We’re talking over 1 million affiliates and billions of dollars.
They’ve grown massively. So? Why keep paying affiliates? They already have their devoted members/customers.
I don’t think these changes are fair.
And know MANY others who feel the same way.
Some are referring to these changes as “rug pulling antics” or calling it a “deal breaker”.
I’ve seen the headlines and videos like “Amazon DECIMATES Affiliate Commissions” (below) and even one article flat out saying “Fuck Amazon“.
The video above makes a lot of valid points
Lots of people got screwed over night and the timing couldn’t have been worse on Amazon’s end (currently dealing with COVID-19 and a looming recession).
One person even shared during a YT live video how they predict these changes will cause an estimated $175,000+ drop in earnings for his business. Ouch!
Folks are mad. I get it.
But sadly, these changes are the new reality.
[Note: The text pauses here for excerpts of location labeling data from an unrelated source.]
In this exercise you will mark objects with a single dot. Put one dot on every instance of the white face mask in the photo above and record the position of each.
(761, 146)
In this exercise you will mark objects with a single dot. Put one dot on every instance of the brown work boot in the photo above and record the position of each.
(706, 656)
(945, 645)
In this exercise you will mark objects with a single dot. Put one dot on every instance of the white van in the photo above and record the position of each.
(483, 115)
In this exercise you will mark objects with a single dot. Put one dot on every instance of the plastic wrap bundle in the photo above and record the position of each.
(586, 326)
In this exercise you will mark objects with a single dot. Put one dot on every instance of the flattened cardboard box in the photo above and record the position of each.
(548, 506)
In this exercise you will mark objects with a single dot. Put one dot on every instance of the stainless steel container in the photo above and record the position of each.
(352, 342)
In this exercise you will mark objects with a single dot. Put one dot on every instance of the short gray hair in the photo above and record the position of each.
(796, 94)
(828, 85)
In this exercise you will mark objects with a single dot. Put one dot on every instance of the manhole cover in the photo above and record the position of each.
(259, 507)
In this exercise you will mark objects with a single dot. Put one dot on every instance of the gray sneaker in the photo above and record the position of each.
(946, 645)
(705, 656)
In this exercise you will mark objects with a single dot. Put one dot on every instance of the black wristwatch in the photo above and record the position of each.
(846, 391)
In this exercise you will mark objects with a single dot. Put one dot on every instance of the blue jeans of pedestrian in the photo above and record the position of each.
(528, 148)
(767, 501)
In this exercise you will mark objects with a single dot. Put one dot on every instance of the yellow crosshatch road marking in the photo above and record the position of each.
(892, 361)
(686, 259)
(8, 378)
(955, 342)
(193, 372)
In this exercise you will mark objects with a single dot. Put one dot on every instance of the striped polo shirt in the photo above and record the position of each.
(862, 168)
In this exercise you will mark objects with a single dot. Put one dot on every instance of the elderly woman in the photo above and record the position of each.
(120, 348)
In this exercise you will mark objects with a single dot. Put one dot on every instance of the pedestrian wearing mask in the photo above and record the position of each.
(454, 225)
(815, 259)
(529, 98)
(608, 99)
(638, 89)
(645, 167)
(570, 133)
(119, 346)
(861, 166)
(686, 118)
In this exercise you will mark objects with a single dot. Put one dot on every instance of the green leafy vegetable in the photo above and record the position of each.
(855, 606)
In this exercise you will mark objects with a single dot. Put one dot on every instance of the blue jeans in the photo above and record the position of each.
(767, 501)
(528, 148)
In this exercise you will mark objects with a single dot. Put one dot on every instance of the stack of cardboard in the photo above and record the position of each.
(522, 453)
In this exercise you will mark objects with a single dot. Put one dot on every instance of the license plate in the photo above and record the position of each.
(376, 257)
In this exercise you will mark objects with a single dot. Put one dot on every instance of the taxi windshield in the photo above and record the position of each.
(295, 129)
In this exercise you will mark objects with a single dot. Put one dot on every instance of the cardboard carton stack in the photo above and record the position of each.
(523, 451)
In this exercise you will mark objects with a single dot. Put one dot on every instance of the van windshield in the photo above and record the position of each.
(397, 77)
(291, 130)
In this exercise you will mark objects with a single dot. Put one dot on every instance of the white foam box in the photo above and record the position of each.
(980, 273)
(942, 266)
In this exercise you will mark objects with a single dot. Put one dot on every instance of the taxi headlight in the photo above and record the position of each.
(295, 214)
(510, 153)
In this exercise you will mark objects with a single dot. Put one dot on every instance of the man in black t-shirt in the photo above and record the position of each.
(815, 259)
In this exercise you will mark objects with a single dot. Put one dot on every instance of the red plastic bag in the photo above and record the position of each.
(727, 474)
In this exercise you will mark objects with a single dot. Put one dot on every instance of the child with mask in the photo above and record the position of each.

If anything I am grateful for this move by Amazon.
It serves as a stiff reminder of the importance of not concentrating all of your efforts into one thing.
Or in this case, all of our income streaming from one source, like Amazon.
Amazon or any other single affiliate program should be used as a tool to connect your site’s visitors with awesome products.
A single affiliate program should never be the business itself if you’re an affiliate.
I think lots are aware of this now as they slowly turn their visitors away from Amazon and to other businesses.
You wouldn’t rely on one source of traffic to your site, I hope.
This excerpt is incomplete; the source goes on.